Simulating SEMs: part 2 extensions

10 minute read

Back in May I published a first post which simulated simple Structural Equation Models (SEMs) to check the capacity of piecewieseSEM to deal with noise. At that time the verdict was pretty bleak: 90% of models were accepted even if they were just fitting noise. Since then I extended the code to include model fitted via another R package for SEMs: lavaan plus three different data generations. Before plunging into the results a few words on the main difference between lavaan and piecewieseSEM.

lavaan vs piecewieseSEM

The basic idea of lavaan is to take the modelled relations between the variables, derive the expected variance-covariance matrix between all variables and compare the expected against the observed variance-covariance matrix. If the two matrices are not too far away the model is accepted and inferences are drawn from the fitted relations between the variables. The criteria most often used to assess if the model fit is acceptable is the model fit statistic which test the difference between the expected and observed variance-covariance matrix. If the p-value of the test is larger than 0.05 the model is generally accepted.

piecewiseSEM takes a different approach. The idea is to evaluate all relations not included in the model, compute some conditional probabilities and the Fischer’s C statistics. If all important relations are included in the set of models then the p-value of Fischer’s C statistic should be high.

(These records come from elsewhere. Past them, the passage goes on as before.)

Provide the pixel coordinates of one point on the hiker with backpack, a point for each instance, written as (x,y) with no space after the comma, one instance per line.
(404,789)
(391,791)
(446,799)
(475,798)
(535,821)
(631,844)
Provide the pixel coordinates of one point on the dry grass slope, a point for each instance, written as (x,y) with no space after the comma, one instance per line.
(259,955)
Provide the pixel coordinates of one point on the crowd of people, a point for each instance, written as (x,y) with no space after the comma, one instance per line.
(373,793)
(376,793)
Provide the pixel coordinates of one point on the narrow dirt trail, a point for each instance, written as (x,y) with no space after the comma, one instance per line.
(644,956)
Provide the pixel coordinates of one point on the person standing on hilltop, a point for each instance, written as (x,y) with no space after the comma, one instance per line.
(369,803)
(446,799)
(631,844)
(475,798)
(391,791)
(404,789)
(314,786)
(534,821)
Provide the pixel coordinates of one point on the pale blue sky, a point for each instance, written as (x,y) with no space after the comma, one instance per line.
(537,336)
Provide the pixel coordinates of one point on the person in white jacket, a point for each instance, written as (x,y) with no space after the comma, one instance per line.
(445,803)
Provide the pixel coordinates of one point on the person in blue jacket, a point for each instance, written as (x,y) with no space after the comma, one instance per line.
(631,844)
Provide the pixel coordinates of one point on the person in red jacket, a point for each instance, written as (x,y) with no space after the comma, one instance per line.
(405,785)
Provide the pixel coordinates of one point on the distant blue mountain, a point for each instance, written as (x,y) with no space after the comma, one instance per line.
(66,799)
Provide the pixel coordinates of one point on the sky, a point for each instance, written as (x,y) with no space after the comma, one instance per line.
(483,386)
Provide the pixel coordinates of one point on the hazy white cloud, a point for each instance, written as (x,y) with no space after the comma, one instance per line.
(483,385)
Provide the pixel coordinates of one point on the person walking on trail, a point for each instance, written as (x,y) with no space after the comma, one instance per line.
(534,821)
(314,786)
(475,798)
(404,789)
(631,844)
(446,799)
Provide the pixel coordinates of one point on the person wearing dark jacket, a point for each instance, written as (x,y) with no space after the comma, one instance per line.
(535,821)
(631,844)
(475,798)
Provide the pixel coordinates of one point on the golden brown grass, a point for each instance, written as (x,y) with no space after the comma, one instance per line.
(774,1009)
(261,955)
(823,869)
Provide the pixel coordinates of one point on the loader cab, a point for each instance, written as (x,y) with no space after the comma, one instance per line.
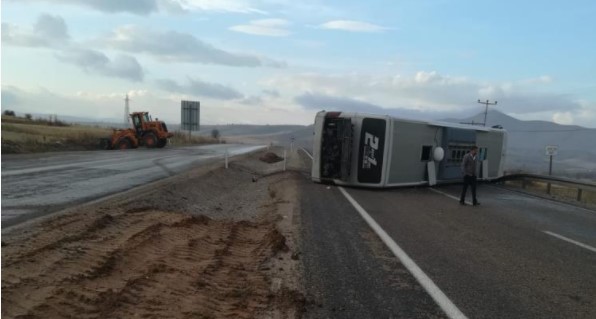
(139,120)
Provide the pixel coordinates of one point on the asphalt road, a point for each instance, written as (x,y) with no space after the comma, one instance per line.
(495,260)
(515,256)
(34,185)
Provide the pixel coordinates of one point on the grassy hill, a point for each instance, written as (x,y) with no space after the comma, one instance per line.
(22,135)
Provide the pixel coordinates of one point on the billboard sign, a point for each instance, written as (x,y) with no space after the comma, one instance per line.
(551,150)
(191,115)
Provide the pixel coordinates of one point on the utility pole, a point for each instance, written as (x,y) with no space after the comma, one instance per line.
(126,110)
(487,103)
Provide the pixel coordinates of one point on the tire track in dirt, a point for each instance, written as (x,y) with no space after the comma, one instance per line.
(148,264)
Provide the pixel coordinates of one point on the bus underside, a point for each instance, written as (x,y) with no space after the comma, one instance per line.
(336,149)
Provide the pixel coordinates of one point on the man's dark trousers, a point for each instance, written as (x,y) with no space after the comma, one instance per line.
(469,180)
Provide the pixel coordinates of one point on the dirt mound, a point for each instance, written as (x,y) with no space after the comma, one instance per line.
(227,254)
(148,265)
(270,158)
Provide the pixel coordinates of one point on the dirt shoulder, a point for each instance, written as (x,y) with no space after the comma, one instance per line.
(209,244)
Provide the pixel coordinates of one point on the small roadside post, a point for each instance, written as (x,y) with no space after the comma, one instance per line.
(551,150)
(285,160)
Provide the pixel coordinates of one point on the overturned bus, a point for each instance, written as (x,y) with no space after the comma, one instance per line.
(382,151)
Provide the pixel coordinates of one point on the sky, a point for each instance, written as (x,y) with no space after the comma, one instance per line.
(281,61)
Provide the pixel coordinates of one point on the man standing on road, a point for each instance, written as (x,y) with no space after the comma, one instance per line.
(468,168)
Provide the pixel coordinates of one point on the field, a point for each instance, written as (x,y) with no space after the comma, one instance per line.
(559,192)
(20,135)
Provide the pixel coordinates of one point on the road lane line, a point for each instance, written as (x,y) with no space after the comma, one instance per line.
(582,245)
(440,298)
(450,196)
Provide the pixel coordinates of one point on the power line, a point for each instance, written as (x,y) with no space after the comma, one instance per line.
(551,131)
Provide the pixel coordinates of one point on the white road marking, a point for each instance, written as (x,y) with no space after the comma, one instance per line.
(440,298)
(307,153)
(450,196)
(582,245)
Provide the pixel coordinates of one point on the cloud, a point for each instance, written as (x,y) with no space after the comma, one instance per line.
(48,31)
(352,26)
(200,88)
(235,6)
(271,93)
(91,61)
(264,27)
(110,6)
(319,101)
(180,47)
(9,98)
(427,91)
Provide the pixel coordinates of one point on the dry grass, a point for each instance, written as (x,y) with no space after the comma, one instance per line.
(20,135)
(34,138)
(560,192)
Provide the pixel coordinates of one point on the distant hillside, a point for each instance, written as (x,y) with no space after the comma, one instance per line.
(266,134)
(527,139)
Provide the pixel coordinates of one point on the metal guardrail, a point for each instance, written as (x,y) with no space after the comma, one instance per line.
(570,183)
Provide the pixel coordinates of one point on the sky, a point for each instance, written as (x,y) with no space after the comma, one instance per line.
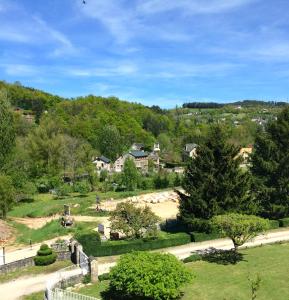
(157,52)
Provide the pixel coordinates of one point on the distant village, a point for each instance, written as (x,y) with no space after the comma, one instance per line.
(141,158)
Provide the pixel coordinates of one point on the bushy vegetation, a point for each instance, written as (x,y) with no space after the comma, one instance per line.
(148,275)
(134,222)
(95,248)
(45,256)
(240,228)
(214,183)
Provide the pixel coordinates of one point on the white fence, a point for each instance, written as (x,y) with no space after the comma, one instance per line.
(58,294)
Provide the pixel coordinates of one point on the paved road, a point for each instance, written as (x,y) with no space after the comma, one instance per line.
(223,244)
(15,289)
(26,252)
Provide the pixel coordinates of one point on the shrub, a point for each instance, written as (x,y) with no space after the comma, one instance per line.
(120,247)
(45,260)
(274,224)
(45,256)
(88,237)
(86,279)
(202,236)
(284,222)
(82,187)
(148,275)
(200,225)
(240,228)
(192,258)
(104,276)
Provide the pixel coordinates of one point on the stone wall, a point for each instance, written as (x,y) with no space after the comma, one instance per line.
(17,265)
(28,262)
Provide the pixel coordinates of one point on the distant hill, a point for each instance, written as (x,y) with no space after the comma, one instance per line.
(244,103)
(29,98)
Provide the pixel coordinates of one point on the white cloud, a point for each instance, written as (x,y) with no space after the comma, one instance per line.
(20,70)
(26,28)
(191,6)
(125,69)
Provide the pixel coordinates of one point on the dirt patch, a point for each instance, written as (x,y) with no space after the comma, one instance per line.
(163,204)
(35,223)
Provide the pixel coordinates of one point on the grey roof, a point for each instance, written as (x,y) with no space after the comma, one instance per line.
(138,154)
(190,147)
(104,159)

So again piecewiseSEM models are generally accepted if the p-value of the test statistics is greater than 0.05.

I won’t dwell that much here on the advantages and disadvantages of both approaches. Briefly lavaan main disadvantage is that it assumes that the data are multivariate normal which is a pretty strong constraints, the main advantages of lavaan are that it allows modeling latent variables and can directly compute strength and significance of mediating/indirect effects. On the other hand the main disadvantages of piecewiseSEM is that it allow almost infinite freedom in the sets of models that can be combined making it harder to relate these so-called path models to concepts like causality and mechanisms (see this earlier post on that). The main advantage of piecewiseSEM is its flexibility one can model hierarchical structure or non-normal distributions.

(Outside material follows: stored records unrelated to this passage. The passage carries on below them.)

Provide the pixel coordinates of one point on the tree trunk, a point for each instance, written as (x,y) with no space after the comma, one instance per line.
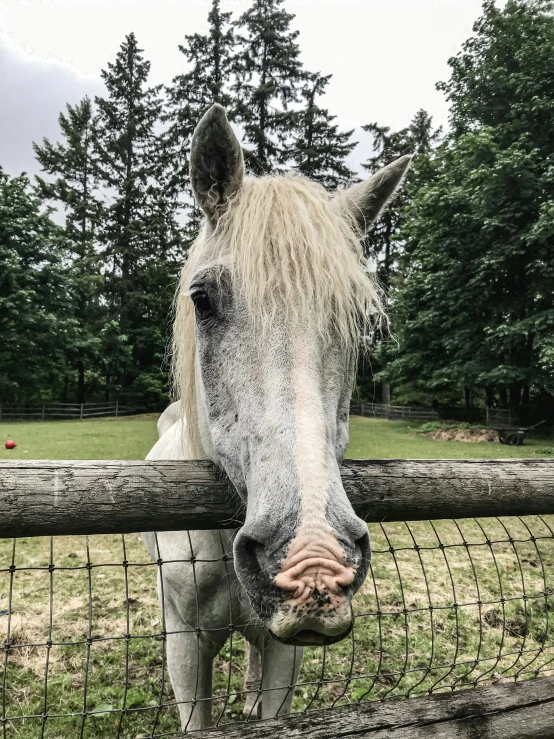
(81,382)
(467,400)
(515,394)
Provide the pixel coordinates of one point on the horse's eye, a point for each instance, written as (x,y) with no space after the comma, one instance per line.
(202,304)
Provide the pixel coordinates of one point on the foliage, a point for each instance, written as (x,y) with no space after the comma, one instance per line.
(476,310)
(268,76)
(210,73)
(320,148)
(72,164)
(37,307)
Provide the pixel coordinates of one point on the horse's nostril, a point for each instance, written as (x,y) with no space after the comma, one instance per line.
(249,545)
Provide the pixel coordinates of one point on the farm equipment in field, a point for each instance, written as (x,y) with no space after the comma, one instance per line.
(514,436)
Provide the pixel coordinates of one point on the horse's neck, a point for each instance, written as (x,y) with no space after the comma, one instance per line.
(172,443)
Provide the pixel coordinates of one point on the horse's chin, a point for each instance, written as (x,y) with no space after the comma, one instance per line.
(309,638)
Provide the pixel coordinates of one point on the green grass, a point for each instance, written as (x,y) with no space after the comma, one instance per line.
(381,439)
(133,437)
(129,437)
(502,582)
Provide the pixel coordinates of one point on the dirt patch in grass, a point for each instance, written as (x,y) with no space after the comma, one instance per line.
(467,435)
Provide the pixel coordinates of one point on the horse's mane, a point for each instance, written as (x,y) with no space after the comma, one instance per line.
(290,247)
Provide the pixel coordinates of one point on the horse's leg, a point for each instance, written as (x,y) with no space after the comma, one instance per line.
(280,669)
(252,681)
(190,657)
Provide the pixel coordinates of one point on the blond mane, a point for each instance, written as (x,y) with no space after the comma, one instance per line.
(289,246)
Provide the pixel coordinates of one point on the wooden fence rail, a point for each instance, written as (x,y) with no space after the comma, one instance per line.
(58,411)
(49,498)
(522,710)
(393,412)
(52,498)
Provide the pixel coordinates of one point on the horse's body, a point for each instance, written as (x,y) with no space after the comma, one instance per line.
(208,597)
(270,306)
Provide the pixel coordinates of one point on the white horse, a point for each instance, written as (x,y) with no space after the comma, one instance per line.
(272,300)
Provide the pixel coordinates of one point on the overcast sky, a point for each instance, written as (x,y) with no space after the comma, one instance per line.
(385,56)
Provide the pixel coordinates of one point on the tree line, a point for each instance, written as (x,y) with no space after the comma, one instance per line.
(466,252)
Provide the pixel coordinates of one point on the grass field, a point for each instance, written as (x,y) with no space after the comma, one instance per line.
(447,604)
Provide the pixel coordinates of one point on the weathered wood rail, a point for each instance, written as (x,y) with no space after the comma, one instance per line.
(53,498)
(522,710)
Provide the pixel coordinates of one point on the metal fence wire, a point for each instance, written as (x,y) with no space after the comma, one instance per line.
(447,605)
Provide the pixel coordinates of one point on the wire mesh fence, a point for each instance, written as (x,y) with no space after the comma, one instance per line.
(447,605)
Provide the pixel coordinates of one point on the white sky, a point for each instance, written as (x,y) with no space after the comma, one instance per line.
(385,56)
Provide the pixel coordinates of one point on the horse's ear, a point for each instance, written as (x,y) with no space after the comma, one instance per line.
(367,199)
(216,163)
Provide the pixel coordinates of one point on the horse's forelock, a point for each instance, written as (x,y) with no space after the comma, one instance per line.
(289,247)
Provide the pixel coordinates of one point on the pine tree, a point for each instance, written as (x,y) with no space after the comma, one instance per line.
(320,149)
(72,164)
(384,245)
(210,58)
(130,166)
(38,324)
(268,77)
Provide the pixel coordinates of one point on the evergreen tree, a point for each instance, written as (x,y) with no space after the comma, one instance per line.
(71,162)
(384,245)
(37,314)
(476,313)
(320,149)
(268,78)
(130,165)
(207,81)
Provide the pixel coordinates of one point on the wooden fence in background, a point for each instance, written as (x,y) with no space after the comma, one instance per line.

The two approaches deserve being compared in their strength and weaknesses against simulated datasets.

About the simulations

You can find all the code at the end of this article. The basic idea is to create a matrix summarising the presence/absence of relations between a set of variables. From these SEM models are set. The data simulation can follow three different scenarios, (i) the data are completely random, there is no signal in it, (ii) the data simulation follows exactly the set of relations indicated by the model, the data represent the model albeit with some added random variations, (iii) some of the causal relation are reversed, the model miht say that A -> B but the data follow B -> A. In addition to this variation the sample size (number of data points) vary from 20 to 100 and the number of variables vary from 5 to 10.

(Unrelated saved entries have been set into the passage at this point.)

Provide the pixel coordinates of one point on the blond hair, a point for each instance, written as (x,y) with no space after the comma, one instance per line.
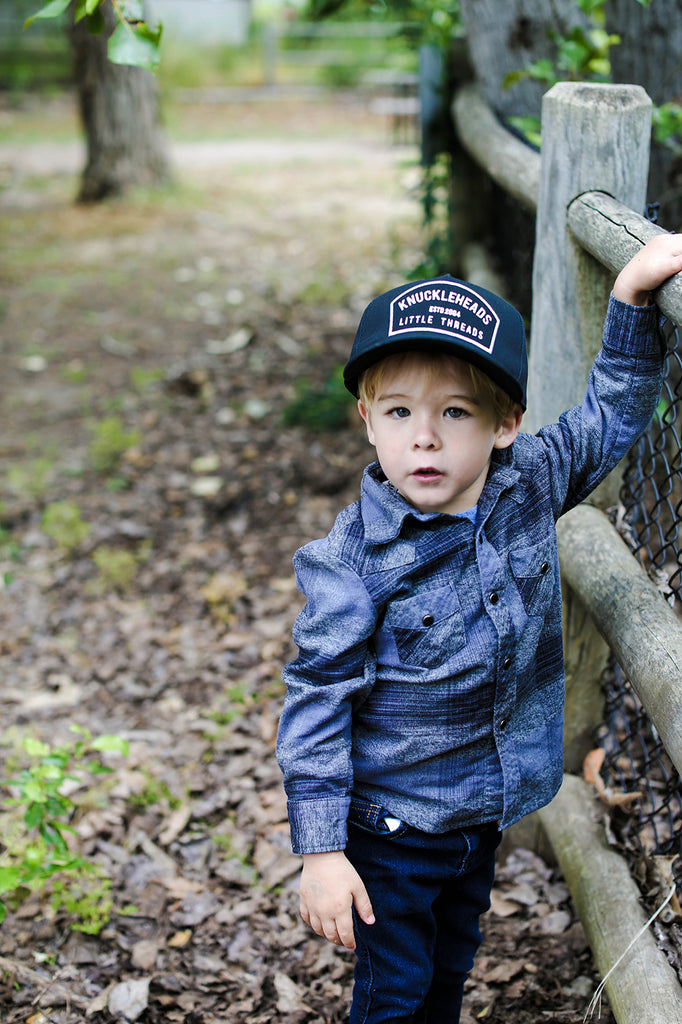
(484,389)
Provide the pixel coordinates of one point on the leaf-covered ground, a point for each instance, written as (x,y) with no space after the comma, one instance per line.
(150,350)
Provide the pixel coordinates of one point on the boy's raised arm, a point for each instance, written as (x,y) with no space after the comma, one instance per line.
(659,259)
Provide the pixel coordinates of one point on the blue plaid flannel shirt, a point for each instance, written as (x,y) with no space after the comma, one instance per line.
(430,672)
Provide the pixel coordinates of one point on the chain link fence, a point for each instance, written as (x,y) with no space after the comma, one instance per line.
(649,517)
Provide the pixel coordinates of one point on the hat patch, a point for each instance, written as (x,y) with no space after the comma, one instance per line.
(455,311)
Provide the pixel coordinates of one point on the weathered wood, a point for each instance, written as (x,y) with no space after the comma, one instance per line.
(643,989)
(594,137)
(586,656)
(613,233)
(510,162)
(637,623)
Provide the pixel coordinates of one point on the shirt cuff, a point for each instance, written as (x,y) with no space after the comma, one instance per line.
(318,825)
(634,331)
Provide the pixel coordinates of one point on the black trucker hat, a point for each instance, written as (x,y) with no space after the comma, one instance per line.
(443,315)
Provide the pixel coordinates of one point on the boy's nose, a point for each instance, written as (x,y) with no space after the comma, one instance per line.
(426,436)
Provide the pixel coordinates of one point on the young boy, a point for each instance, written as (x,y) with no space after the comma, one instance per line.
(424,712)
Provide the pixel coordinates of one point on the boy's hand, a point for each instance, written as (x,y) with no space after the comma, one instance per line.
(659,259)
(330,888)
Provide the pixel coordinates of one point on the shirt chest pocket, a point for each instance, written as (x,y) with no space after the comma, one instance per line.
(427,628)
(533,569)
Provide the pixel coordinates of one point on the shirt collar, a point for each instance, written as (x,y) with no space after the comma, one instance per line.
(384,510)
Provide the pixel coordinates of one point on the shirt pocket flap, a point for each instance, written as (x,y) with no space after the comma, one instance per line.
(427,628)
(533,568)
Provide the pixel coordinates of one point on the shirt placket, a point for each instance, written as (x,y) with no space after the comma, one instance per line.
(494,586)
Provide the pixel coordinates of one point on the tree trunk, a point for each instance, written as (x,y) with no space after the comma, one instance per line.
(649,55)
(120,113)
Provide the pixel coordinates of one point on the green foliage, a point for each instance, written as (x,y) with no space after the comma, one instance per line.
(117,567)
(668,125)
(31,479)
(109,443)
(35,853)
(429,22)
(132,42)
(62,521)
(142,379)
(584,55)
(326,407)
(433,195)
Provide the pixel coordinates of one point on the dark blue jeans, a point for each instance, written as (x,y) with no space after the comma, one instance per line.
(427,892)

The data simulation and model fitting is done many times for the different sample size and number of variables values. At the end what is recorded is: (i) the proportion of models that would be accepted (p-value > 0.05), (ii) the proportion of paths/slopes that were significant, (iii) the average value of the significant paths.

Results

The first result is to look at the proportion of accepted models.

fig1

In this figure the colors represent the different data generation strategy (random, exact or shuffled), the linetype show the model fitting technique (lavaan or piecewieseSEM), the x-axis is the sample size, the different facets the number of variables in the model from 5 to 10 and the y-axis is the proportion of accepted models. The first intersting result is that the number of accepted models is pretty equivalent between the two approaches and is around 0.9 for both random and exact data generation. In other words whether you fitted just noise or some actual signal both lavaan and piecewiseSEM models will be accepted at a similar rate. More bluntly, the model test statistics used here are of no help to discriminate between models or to reject them. Interestingly as the number of variables included in the model increase, lavaan reject model more often for small sample sizes while piecewiseSEM acceptance rate is pretty constant overall cases. Shuffling causal relations leads to lower acceptance rate especially for high number of variables. Again piecewiseSEM and lavaan are pretty similar. In a nutshell, lavaan and piecewiseSEM have similar behvior regarding model acceptance, wrongly setting causal relation can lead to important drop in model acceptance but fitted to random data the models are accepted around 90% of the time.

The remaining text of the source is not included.